Since a real AQM contains a considerable amount of I/O operations, we added to our benchmark a `realistic' amount of reading data from and writing output to disk. With this code we studied the I/O performance of the Cray T3E for our AQM. We implemented the I/O both in the master/slave approach, i.e., one PE performs all necessary I/O and takes care of the distribution and gathering of the data, and using parallel I/O (more).
We ran our benchmark on a 32x32 horizontal grid with 32 layers
in the vertical (so with concentration vectors of dimension [32,32,32,66]).
For the explicit message passing we make use of PVM routines.
As normalizing computational unit we take the performance
on 1 CPU of the C90 (compiler option -Zv). Our benchmark runs there at a
speed of 500 Mflop/s, which is half the peak performance.
The table shows first the performance
on multiple processors of the C90, once for the complete model using autotasking
to divide the workload over the processors, i.e., parallelizing at loop level,
and once using the PVM program.
On the Cray T3E the scalability is even superlinear with
the number of processors (due to cache effects), but here the
performance on 1 PE is only 4% of the peak performance.
One can calculate from the figures in the table that it needs 16 PEs of the T3E
to outperform 1 processor of the C90.
Experiments we performed on a 64x64 horizontal grid show that the
scalability with the modelsize is also perfect, i.e., a run on N PEs for
the 64x64 grid is as expensive as a run on N/4 PEs for the 32x32 grid.
Finally, the results for a cluster of workstations,
the SGI O2's coupled with an ATM network.
Here one can clearly see the effect of the use of `virtual' memory:
the memory on these workstations is not large enough to
contain a complete model, so the computer is more swapping than calculating,
resulting in a wall clock time which is four times as large as the CPU time
(and has a clear day/night rhythm: during daytime it is about 6 times as large).
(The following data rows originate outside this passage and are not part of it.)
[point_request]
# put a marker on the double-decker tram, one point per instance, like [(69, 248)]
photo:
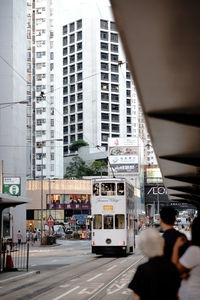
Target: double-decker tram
[(112, 209)]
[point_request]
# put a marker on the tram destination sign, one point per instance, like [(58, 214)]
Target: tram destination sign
[(12, 186)]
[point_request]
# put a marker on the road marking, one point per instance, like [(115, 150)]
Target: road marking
[(121, 262), (67, 293), (111, 268), (109, 283), (94, 277), (64, 285)]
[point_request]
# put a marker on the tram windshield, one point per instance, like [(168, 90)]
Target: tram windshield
[(119, 222), (108, 222), (108, 189), (97, 222)]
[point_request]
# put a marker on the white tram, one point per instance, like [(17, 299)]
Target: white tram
[(112, 209)]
The speed-up in wall clock time using two O2's instead of one is therefore
huge:
a factor 5.6. The performance is then approximately the same as for 1 PE of the
T3E. However, the scalability of a cluster of workstations is much less.
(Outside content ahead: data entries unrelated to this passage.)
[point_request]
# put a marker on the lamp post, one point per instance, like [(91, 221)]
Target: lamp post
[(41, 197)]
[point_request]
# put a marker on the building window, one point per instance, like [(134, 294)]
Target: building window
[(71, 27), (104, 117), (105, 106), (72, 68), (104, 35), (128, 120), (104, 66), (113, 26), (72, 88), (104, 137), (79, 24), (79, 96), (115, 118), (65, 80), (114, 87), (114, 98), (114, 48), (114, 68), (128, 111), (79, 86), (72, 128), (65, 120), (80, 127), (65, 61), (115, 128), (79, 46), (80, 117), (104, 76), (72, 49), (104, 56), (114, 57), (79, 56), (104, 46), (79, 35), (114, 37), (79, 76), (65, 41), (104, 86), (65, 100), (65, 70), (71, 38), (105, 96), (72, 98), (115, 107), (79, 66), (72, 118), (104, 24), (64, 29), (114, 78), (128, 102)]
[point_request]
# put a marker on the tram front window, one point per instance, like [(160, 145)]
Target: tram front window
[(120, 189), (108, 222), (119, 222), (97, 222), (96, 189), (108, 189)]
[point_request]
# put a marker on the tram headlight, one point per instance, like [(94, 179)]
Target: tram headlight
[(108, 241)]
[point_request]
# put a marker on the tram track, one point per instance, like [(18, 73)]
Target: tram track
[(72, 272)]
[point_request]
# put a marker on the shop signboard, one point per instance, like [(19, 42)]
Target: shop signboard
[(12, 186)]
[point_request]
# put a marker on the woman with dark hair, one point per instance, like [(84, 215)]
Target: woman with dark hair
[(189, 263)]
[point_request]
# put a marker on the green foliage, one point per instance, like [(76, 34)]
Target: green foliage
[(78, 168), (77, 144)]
The CPU time can also decrease sometimes superlinearly due to cache effects,
but this does not show up in the wall clock time.
There are many possible strategies to perform I/O on a parallel computer.
For the input of the meteo data we chose the most simple approach:
do the input from a single PE.
Clearly, this is the most portable approach:
it is possible on every parallel architecture and it is not necessary to
divide the data up into multiple files before reading.
The disadvantage is that it does not scale. Apart from reading the data
we have to reorder the data according to the domain decomposition and
to scatter the data across the PEs.
For the output we tried three different approaches:
For the input we see an anomalous behavior for 4 processors, where the time to read the data takes more time than the combined time for input and parallel asynchronous output. We have no explanation for this, yet. But the time to do the input is obviously not significant.
For the portable output we see a combined input/output time of 70 s, say. Since the combined I/O time is almost three times as expensive as the CPU time on 64 PEs, we tried the following two other approaches.
For the parallel output every processor writes to its own private file so we might hope for a parallel speed-up limited by the maximum of the number of PEs and the number of disks, in our case eight. However, we only see a performance gain of 30-50% probably due to the synchronous I/O and the resulting I/O contention. On 64 PEs the combined I/O time still is four times as expensive as the CPU time.
It can be seen that the output and computations plus necessary communications do not overlap completely. The reason for this is unclear: it should have been possible looking at the amount of I/O and the sustained average I/O rates. Doing a separate experiment, where we only wrote the output files without doing any computation/communication at all (just executing a `sleep' statement), we were able to overlap output and `computations' completely.
Again we might have hoped for a parallel speed-up limited by the maximum of the number of PEs and the number of disks, but we do not see a performance gain going from 4 to 8 PEs. We also see that the combined I/O time slightly increases as the number of PEs increases. This must be due to I/O contention. On 64 PEs the combined I/O time is about as much as the CPU time. This seems acceptable, especially since 64 PEs give rise to small subdomains with a maximum amount of I/O. Moreover, it is the most efficient way to handle the output.
The final conclusion is probably the most disappointing one: although the Cray T3E has a scalable I/O architecture, the I/O does not scale. Of course this is due to the limited number of disks, but on the other hand we should have seen a speed-up going from 4 to 8 PEs when doing output.